The Gaze and Head Direction Detector is designed to detect cheating during Online Interviews or Exams by monitoring head and pupil movements and identifying unauthorized mobile phone usage. This system integrates facial landmark detection with Shape Predictor 68 and object detection using YOLO, trained on a cellphone detection dataset from Roboflow.
- Head and Pupil Movement Detection: Uses dlib's Shape Predictor 68 to track facial landmarks and detect suspicious gaze patterns.
- Mobile Phone Detection: Utilizes a YOLOv12 model trained on the Roboflow Cellphone Detection Dataset to detect mobile phones in real-time.
- Real-Time Monitoring: Processes live video feeds for instant analysis and detection.
- Python
- OpenCV (for video processing)
- dlib (for facial landmark detection)
- YOLO (You Only Look Once) (for object detection)
- Roboflow Dataset (for training the mobile detection model)
Gaze-Detection/
│── models/
|__ best_yolov8.pt
|__ best_yolov12.pt
|__ shape_predictor_68_face_landmarks.dat
│── log # Screenshots
│── main.py # Entry point for real-time detection
│── requirements.txt # Required dependencies
│── README.md # Project documentation
│── head_pose.py # Head movement detection
│── eye_movement.py # Gaze Detection
│── mobile_detection.py # Mobile detection
Ensure you have the following installed:
- Python 3.8+
- OpenCV
- dlib
- torch (for YOLO)
- roboflow (for dataset access)
- Clone the repository:
git clone https://github.com/555aaditya/Gaze-Detection.git cd Gaze-Detection - Install dependencies:
pip install -r requirements.txt
- Download the Shape Predictor 68 model:
wget http://dlib.net/files/shape_predictor_68_face_landmarks.dat.bz2 bzip2 -d shape_predictor_68_face_landmarks.dat.bz2
- Set up the YOLO model:
- You have trained your YOLO model on the Roboflow Cellphone Dataset.
- Download the trained YOLO weights and place the weights file in the
models/directory.
To start real-time monitoring, run:
python3 main.py- Facial Landmark Detection: Detects and tracks head movements and pupil direction.
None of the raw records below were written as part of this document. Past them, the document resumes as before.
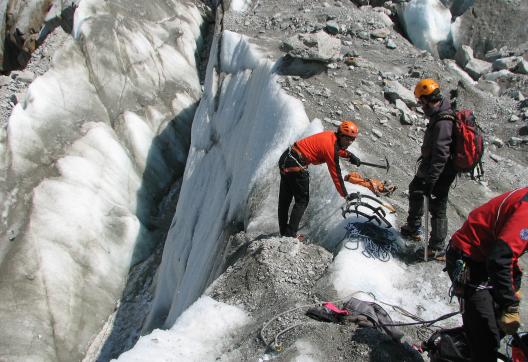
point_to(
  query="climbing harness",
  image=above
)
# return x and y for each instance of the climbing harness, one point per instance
(296, 156)
(274, 345)
(381, 250)
(356, 200)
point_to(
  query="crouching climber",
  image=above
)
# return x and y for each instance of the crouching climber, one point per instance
(482, 261)
(436, 171)
(325, 147)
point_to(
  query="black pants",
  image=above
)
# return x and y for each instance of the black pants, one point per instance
(480, 311)
(437, 205)
(293, 185)
(480, 324)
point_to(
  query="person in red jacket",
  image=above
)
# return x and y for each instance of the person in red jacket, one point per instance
(325, 147)
(482, 261)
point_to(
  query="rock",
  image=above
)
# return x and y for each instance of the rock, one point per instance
(4, 80)
(385, 19)
(514, 118)
(506, 63)
(495, 54)
(316, 47)
(380, 33)
(393, 90)
(501, 74)
(390, 44)
(405, 113)
(332, 27)
(357, 62)
(489, 86)
(463, 55)
(476, 68)
(497, 142)
(363, 35)
(517, 95)
(377, 132)
(522, 67)
(495, 157)
(515, 141)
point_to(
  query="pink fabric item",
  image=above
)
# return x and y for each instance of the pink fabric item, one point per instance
(334, 309)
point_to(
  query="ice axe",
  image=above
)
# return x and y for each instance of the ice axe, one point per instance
(520, 343)
(386, 166)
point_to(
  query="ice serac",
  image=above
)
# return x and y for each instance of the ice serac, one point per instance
(241, 126)
(428, 25)
(89, 153)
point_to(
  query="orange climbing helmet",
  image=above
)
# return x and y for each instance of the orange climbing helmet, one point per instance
(426, 87)
(348, 128)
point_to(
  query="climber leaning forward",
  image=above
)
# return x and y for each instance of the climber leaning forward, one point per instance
(325, 147)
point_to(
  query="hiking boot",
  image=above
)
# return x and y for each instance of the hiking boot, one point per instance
(432, 253)
(411, 232)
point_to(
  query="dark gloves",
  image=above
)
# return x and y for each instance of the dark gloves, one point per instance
(353, 159)
(510, 320)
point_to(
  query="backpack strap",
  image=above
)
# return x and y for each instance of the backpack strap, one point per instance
(446, 116)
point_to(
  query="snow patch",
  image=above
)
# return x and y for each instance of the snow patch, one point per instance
(201, 333)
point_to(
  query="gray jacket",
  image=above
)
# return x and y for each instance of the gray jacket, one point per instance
(437, 142)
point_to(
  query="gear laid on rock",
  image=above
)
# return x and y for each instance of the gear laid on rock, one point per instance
(375, 185)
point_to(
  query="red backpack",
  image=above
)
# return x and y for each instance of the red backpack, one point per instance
(468, 144)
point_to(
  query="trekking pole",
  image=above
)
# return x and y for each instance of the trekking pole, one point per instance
(426, 224)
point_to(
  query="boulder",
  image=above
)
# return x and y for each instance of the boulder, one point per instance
(501, 74)
(380, 33)
(463, 55)
(405, 112)
(477, 68)
(317, 46)
(495, 54)
(506, 63)
(521, 67)
(393, 90)
(489, 86)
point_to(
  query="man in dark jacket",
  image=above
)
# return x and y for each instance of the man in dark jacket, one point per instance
(325, 147)
(482, 261)
(436, 172)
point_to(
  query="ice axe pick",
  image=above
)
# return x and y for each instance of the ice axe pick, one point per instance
(386, 166)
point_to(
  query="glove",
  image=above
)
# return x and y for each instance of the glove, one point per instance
(428, 188)
(353, 159)
(510, 320)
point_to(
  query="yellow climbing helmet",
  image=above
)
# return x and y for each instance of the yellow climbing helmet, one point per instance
(348, 128)
(425, 87)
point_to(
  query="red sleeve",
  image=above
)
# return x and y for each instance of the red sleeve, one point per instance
(503, 268)
(332, 162)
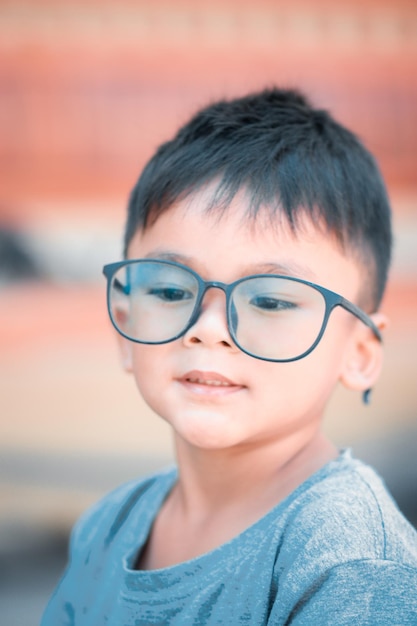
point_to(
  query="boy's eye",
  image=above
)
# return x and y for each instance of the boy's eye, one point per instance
(269, 303)
(170, 294)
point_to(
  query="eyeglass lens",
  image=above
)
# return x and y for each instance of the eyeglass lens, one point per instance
(268, 316)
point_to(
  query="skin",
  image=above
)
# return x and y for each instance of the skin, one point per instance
(247, 432)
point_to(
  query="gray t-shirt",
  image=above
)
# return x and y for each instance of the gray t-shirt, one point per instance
(335, 552)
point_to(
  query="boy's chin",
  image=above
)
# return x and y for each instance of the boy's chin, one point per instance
(208, 430)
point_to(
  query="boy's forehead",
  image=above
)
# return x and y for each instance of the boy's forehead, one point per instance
(218, 239)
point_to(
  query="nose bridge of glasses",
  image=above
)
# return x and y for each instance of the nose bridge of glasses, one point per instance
(206, 301)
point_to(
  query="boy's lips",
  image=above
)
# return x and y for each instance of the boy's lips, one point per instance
(209, 381)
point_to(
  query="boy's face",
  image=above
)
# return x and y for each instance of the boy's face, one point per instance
(213, 394)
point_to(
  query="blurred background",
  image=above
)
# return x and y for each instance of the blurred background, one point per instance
(88, 90)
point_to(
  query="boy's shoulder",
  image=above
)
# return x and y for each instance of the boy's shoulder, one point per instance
(345, 512)
(106, 517)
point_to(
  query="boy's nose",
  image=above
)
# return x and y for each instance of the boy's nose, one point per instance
(210, 328)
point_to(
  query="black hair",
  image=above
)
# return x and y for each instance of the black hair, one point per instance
(289, 158)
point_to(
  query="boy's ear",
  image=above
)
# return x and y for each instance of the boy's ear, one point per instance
(125, 348)
(364, 356)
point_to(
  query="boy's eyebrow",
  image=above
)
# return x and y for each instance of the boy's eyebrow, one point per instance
(287, 269)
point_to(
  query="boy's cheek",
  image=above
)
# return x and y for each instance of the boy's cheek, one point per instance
(126, 353)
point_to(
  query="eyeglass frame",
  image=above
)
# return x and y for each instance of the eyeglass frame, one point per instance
(331, 299)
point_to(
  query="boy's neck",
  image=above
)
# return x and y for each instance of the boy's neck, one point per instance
(212, 481)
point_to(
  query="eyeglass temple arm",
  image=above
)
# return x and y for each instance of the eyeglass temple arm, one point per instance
(357, 312)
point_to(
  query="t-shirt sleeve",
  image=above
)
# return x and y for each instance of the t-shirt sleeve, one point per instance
(365, 593)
- YOLO-based Object Detection: Identifies mobile phones in the video feed.
- Cheating Behavior Analysis: Flags abnormal behavior such as frequent head turning or gaze shifts.
The mobile phone detection model is trained on the Roboflow Cellphone Detection Dataset. You can access it here: Roboflow Cellphone Dataset.
Feel free to submit issues and pull requests! If you have improvements or additional features, contribute by following these steps:
- Fork the repository.
- Create a new branch:
git checkout -b feature-branch - Commit your changes:
git commit -m "Add new feature" - Push to the branch:
git push origin feature-branch - Open a Pull Request.
This project is licensed under the MIT License - see the LICENSE file for details.